In this month's _Discover_ or _Scientific American_, one of the two, I don't have the paper magazine right in front of me now, there is an extended article on the learning and perceptual abilities of infants that is revealing in terms of how sharp and sophisticated even a baby in a diaper can be when it comes to figuring out faces or recognizing spoken language of *all* sorts.

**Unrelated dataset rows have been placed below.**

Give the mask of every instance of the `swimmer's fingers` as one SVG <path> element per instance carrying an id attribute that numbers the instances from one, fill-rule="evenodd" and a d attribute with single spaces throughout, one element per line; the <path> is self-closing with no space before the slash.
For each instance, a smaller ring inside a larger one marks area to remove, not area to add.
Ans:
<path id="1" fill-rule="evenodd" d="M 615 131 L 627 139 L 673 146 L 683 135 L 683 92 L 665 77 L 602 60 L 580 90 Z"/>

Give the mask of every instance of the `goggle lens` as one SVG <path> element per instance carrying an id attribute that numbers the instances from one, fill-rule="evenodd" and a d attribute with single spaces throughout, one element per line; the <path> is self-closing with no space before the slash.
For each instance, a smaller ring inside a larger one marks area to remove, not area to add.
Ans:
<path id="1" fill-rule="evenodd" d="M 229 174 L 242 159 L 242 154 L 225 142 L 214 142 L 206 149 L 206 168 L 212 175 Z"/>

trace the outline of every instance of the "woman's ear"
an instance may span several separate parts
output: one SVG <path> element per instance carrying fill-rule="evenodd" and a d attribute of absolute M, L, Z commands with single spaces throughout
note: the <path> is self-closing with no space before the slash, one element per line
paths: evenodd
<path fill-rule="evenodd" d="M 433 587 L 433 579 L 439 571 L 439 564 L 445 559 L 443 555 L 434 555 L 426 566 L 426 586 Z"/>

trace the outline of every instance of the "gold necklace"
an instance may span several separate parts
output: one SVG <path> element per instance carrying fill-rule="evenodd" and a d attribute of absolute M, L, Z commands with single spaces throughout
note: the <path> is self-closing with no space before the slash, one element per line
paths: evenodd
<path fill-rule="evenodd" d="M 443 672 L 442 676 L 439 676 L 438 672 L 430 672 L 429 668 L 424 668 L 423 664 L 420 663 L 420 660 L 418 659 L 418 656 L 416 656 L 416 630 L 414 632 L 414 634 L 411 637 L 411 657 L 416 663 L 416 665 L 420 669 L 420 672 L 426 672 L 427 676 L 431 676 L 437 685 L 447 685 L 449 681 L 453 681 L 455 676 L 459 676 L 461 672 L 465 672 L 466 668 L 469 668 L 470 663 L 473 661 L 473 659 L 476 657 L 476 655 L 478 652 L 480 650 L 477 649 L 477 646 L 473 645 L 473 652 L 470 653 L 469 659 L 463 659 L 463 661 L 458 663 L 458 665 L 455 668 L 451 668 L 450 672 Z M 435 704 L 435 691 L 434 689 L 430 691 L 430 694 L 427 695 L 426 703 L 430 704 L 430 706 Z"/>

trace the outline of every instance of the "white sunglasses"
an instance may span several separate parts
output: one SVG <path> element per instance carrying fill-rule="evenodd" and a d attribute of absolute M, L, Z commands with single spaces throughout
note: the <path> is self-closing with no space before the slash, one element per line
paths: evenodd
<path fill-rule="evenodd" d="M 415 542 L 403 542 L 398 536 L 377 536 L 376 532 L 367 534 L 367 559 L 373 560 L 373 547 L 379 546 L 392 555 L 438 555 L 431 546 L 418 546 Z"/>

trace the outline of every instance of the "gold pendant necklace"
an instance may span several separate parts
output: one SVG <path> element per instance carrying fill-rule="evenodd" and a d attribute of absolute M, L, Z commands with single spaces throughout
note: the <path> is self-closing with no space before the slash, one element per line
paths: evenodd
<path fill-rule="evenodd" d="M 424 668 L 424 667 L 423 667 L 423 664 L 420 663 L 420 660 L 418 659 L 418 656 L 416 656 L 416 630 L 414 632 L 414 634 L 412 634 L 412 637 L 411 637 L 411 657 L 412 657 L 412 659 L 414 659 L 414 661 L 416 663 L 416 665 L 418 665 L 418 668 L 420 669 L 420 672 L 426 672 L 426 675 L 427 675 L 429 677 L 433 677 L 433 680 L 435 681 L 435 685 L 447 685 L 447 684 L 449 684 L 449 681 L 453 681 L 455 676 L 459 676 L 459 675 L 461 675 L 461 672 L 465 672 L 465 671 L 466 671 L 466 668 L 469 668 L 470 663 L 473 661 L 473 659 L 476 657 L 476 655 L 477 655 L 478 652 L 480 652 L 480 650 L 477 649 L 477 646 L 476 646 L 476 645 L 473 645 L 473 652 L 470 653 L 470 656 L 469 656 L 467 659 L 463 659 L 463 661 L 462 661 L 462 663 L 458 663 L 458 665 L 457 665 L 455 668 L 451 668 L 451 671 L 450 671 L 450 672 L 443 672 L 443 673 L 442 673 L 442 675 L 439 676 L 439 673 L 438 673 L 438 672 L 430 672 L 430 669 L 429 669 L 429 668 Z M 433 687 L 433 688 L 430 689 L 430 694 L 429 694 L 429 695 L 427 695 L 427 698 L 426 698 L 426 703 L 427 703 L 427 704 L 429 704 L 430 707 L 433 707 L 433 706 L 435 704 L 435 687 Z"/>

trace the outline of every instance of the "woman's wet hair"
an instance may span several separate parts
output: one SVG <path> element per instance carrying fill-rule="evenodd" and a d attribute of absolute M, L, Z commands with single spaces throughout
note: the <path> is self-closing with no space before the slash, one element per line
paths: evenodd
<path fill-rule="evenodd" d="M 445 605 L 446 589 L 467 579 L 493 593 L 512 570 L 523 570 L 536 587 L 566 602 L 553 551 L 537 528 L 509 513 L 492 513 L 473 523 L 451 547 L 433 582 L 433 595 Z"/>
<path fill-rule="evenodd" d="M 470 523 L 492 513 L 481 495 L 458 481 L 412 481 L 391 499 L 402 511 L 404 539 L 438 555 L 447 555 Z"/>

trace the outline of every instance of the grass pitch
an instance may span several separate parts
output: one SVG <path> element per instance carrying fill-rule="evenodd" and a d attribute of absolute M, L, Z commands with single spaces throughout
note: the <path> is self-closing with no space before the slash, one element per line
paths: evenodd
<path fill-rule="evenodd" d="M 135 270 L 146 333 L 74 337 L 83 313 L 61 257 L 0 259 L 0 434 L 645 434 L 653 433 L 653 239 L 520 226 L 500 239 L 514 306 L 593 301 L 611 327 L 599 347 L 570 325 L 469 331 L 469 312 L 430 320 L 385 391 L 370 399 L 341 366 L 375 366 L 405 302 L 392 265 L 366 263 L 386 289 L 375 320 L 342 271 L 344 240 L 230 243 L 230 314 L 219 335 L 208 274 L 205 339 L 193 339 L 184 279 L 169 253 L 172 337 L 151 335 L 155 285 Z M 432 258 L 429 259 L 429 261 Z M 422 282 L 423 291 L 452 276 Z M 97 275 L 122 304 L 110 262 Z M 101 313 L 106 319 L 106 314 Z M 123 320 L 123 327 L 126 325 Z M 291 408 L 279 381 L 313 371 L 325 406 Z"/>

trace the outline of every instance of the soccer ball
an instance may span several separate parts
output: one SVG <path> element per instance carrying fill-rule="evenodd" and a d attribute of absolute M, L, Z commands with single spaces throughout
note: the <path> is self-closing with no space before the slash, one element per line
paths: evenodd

To me, in my humble opinion, that indicates less of a stimulus-response thing and more of a primitive iteration of the "will to power" Nietzsche discussed. Babies want to learn how to talk and who people are. Aside from basic survival needs, they just want to do that and are *very* well equipped to do so usually.
--Even in the best of old age, the age where you'd expect people to be their most philosophical and free-spirited, a lot of people still wind up becoming creatures of *habit* and not straying far from their comforts.
I know this because I saw this in my grandfather when I was growing up, and how he just didn't feel right until he tended to his strawberries growing on the runners and trellises. I know this because even now, I live in an apartment building with a fair number of elderly people, and even the smartest ones (more specifically a retired watchmaker I know) have their habits or patterns of speech, however lame and outdated they are.
Point is....I think *everyone* has their "dancing doll" moments where they can't be bothered to put out the effort and just take the most comfortable or least resistant path. We all have lazy days.
The catch is, how often do those moments occur, and how relevant are they in comparison to the more dynamic, effort intensive, "free will moments"? Many folks live and die creatures of habit, never once straying from their comfort zone or daring to challenge the resistance in their lives. And some few *never* completely or competently succumb to the stimulus-response thing either, *always* trying to make their lives a free will moment, *always* trying to impose their will whether it's possible or feasible or not.
But for most of us, I'd still hope that it's a more realistic noise-to-signal ratio, that we have our *up* time (free will/choice) and our down time (stimulus-response/habit time). Simply put, we need both to function well. We can't be up and working all of the time--biological brains have limits: likewise, if we are down and surrendered all of the time, atrophy sets in until we are scarcely human to other people.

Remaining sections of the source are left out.